Lagos, Nigeria – The Central Bank of Nigeria (CBN) has continued to restrict Bureau De Change (BDC) operators from fully accessing the official foreign exchange market, citing concerns over compliance and past irregularities, forex traders said on Tuesday.
According to industry sources, the apex bank’s cautious approach is largely driven by perceived risks around anti-money laundering (AML) and counter-terrorism financing (CTF) compliance within the sector.
A senior official of the Association of Bureau De Change Operators of Nigeria (ABCON) explained that regulators still view the BDC segment as high-risk. This perception, the official said, has led the CBN to favour tighter control through fewer channels, with a strong preference for bank-led foreign exchange transactions.
Another licensed forex trader, Umar Barkinzuwo, noted that authorities remain wary due to past market abuses and concerns about effective oversight. He said the CBN prefers routing forex through the banking system, where monitoring is more centralized and easier to enforce.
He added that issues such as arbitrage and round-tripping continue to influence the regulator’s reluctance to fully reintegrate BDCs into the official market.
Market participants argue that sidelining BDCs reduces liquidity at the retail level and keeps pressure on the parallel market. Calls for their inclusion have grown louder since the unification of Nigeria’s foreign exchange system in June 2023.
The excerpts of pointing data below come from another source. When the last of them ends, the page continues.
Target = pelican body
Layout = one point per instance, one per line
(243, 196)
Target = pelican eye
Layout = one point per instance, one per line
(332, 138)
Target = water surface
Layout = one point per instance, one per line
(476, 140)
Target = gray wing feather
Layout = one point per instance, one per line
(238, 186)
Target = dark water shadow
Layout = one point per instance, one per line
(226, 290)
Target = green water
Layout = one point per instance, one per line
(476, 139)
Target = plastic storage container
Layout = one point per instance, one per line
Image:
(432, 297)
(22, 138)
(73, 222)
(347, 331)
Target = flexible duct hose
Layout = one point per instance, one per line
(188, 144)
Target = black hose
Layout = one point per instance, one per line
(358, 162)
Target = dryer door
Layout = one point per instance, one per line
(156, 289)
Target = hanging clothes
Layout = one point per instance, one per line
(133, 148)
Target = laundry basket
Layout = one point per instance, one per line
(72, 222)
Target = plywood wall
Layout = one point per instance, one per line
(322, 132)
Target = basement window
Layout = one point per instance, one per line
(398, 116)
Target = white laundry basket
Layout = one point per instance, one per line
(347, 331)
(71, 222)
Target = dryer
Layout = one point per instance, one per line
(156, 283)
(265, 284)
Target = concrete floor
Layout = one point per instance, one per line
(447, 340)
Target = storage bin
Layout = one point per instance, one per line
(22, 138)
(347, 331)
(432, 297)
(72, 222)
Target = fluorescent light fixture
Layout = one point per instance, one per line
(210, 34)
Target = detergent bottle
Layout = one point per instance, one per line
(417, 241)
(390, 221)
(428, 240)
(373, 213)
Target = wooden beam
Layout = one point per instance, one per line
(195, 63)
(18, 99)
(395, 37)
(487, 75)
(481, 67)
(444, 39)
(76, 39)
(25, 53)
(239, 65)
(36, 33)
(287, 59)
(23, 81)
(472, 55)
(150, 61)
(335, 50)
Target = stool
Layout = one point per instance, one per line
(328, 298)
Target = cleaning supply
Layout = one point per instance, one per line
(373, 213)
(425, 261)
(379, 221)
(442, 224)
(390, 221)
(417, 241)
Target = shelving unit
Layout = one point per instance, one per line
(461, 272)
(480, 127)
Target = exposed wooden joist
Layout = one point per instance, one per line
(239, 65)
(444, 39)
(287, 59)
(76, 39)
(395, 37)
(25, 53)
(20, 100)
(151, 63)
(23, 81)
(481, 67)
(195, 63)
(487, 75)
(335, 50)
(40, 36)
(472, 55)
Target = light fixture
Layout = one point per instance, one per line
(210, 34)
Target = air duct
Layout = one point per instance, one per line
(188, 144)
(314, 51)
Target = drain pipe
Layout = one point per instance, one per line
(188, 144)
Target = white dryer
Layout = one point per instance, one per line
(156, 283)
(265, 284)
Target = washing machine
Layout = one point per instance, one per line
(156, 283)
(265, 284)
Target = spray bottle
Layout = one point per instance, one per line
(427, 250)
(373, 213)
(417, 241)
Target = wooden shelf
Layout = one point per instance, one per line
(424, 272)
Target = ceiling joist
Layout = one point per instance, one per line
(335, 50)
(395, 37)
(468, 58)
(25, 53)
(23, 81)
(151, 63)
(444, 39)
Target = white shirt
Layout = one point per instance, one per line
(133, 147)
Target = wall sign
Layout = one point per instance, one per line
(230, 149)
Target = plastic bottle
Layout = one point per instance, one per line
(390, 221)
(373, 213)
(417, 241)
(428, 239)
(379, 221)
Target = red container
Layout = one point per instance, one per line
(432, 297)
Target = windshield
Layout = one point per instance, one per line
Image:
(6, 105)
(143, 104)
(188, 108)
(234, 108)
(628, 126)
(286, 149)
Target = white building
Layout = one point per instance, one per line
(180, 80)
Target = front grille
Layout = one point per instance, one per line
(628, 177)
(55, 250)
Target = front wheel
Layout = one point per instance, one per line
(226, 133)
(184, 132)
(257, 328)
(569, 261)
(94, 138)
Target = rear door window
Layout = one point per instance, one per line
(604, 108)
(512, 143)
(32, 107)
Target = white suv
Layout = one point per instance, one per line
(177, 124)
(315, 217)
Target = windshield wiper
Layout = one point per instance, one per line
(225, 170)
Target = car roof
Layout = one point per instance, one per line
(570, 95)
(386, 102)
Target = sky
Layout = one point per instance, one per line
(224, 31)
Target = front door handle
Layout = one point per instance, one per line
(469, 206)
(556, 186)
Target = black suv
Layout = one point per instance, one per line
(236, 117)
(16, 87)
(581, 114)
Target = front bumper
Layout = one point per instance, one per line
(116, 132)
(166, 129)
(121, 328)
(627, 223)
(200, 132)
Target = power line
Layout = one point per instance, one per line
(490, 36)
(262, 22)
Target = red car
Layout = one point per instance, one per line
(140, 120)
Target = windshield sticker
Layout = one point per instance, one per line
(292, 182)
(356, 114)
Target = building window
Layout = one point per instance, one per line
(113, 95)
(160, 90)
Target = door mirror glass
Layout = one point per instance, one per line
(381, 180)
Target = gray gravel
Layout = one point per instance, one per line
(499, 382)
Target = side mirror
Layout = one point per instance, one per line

The CBN had stopped selling forex to BDCs in July 2021, accusing operators of enabling illicit financial flows. Although sales briefly resumed in February 2024 following the revocation of over 4,000 licences, the arrangement was later halted again.
In February 2026, the bank introduced a limited window allowing BDCs to access up to $150,000 weekly. However, operators say actual access remains heavily restricted.